James is one of those Biblical authors who doesn’t pull any punches. And in James 2, he has a lot to say about the sin of prejudice, which was just as prevalent in his day as it is in the world today. If we are going to follow Jesus’ teachings, we must not show personal favoritism (v. 1-4). In fact, “faith in Christ” and “partiality” are incompatible. The word “partiality” in Greek describes someone who makes a snap judgment about another person’s worth or character based solely upon outward appearances. There is no attempt to make an accurate assessment of character, just a snap judgment.
In verses 2-4, James gives an example of this type of partiality in action. The usher in the synagogue must decide where to seat two individuals: one a rich, well-dressed man; the other a poor, dirty beggar. In James’ day, Jewish society was extremely conscious of social status; the usher had a real dilemma on his hands. He escorted the rich man to one of the better seats, and asked the poor man to sit on the floor beside him. Apparently the greeter had a seat, but he wasn’t going to offer it to this beggar. From God’s perspective, judging people based upon external, non-character-related considerations alone is not only unkind…it is downright evil.
Are you ever guilty of showing that kind of superficial partiality? Do you ever make judgments about people based upon outward appearances alone? I think it’s safe to say that all of us struggle with prejudice in some area. Prejudicial feelings are usually transmitted through our home environment, and can take on a number of different faces, including race, dress, economic background, etc.). As Christians, we should know better than to make such superficial distinctions. But James is not content here to merely instruct us on the morality of favoritism. He goes on to outline at least three reasons why prejudice is wrong. Prejudice is inconsistent with God’s methods (v. 5). From God’s perspective, the real issue is not wealth or poverty, but the condition of one’s soul. God looks at the heart. He doesn’t discriminate on the basis of our bank account, or any other such external factor.
In verses 6-7, James gives us a second reason we should avoid prejudice: it ignores the universality of man’s sin (v. 6-7). The irony is that the people to whom James originally wrote were exalting the very ones who tended to exploit them, and drag them through the legal system. As a class, the rich tended to be oppressors of the Christian community rather than helpers.
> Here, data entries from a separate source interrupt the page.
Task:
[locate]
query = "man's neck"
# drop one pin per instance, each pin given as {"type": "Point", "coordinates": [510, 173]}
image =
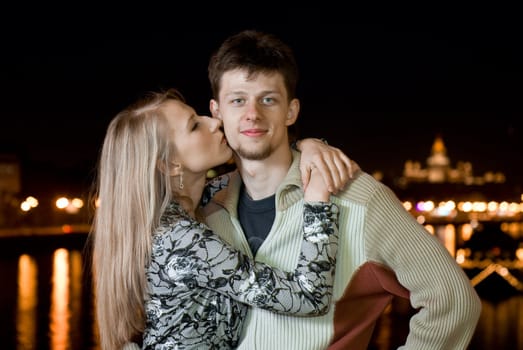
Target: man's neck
{"type": "Point", "coordinates": [262, 177]}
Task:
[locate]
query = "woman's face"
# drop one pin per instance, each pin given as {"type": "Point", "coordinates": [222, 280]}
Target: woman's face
{"type": "Point", "coordinates": [199, 141]}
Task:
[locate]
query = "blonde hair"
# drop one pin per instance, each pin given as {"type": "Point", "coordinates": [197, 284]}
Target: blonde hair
{"type": "Point", "coordinates": [132, 194]}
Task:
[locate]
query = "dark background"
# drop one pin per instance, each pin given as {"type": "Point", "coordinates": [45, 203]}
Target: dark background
{"type": "Point", "coordinates": [380, 82]}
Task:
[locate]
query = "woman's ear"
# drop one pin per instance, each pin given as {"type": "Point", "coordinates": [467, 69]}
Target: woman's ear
{"type": "Point", "coordinates": [170, 168]}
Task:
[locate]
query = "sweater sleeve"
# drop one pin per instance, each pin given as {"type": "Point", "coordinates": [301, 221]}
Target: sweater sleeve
{"type": "Point", "coordinates": [193, 254]}
{"type": "Point", "coordinates": [449, 307]}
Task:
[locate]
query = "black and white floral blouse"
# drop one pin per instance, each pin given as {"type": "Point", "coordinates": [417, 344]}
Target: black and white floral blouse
{"type": "Point", "coordinates": [200, 287]}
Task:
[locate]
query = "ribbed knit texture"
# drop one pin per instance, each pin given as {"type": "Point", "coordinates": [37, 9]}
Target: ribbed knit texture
{"type": "Point", "coordinates": [373, 227]}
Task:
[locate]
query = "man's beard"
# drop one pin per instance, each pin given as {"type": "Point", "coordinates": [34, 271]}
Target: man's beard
{"type": "Point", "coordinates": [259, 154]}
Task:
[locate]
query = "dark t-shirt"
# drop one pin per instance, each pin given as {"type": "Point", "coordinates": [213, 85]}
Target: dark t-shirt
{"type": "Point", "coordinates": [256, 218]}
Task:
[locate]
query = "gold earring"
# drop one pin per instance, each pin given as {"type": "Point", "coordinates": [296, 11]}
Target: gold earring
{"type": "Point", "coordinates": [181, 181]}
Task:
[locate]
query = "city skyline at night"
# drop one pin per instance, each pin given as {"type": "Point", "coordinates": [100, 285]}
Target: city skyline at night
{"type": "Point", "coordinates": [381, 89]}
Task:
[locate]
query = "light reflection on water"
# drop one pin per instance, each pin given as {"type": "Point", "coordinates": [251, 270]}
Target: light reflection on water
{"type": "Point", "coordinates": [52, 308]}
{"type": "Point", "coordinates": [59, 313]}
{"type": "Point", "coordinates": [27, 301]}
Let’s set the record straight. Whereas the rich may have some comfort advantages over the poor, they are not immune to the problem of sin. In that department, they are just as much in need of God’s grace as are the poor. You see, sin is the great equalizer. It ignores class, race, and gender distinctions. Sin levels the playing field. It afflicts the rich and poor alike.
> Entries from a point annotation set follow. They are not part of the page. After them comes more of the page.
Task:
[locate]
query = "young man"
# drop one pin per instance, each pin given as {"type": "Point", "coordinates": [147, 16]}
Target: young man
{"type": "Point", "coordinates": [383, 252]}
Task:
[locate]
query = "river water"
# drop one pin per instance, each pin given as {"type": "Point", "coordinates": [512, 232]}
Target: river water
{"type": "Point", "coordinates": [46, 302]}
James gives a third reason we should avoid favoritism. He tells us that prejudice is inconsistent with God’s Word (v. 8-11). James is saying, in effect, “Partiality, which discriminates against one person in favor of another, on the basis of external concerns alone, is a clear violation of a Biblical commandment.” Such judging is contrary to God’s will for our lives. The moment we exercise such frivolous favoritism, we are positioning ourselves against God.
Having laid that foundation, let’s complete James’ train of thought: “So speak and so act as those who are to be judged by the law of liberty. For judgment will be merciless to one who has shown no mercy; mercy triumphs over judgment” (vs. 12- 13). James’ point seems to be this: One day, when we each stand at the Judgment Seat of Christ, we are going to want God to deal with us with great mercy. We are going to want Him to assess our words and deeds with the fullest possible measure of compassion. But how can we store up the mercy which will be so urgently needed in that day? James’ answer is simple and thrilling: We can store up compassion for the future by showing compassion to others today! Your mercy, displayed here on planet earth, in this context (by avoiding favoritism), will triumph over God’s judgment in the next.
Application / Challenge
Which one of these do you most need to work on?
- Identify the one area in which you are most prone to prejudice.
- Admit to God that this prejudicial attitude is evil and deserving judgment. Ask for God’s forgiveness.
- Determine by God’s grace to avoid all expressions of partiality in the future.
- Thank God for his unmerited favor toward you.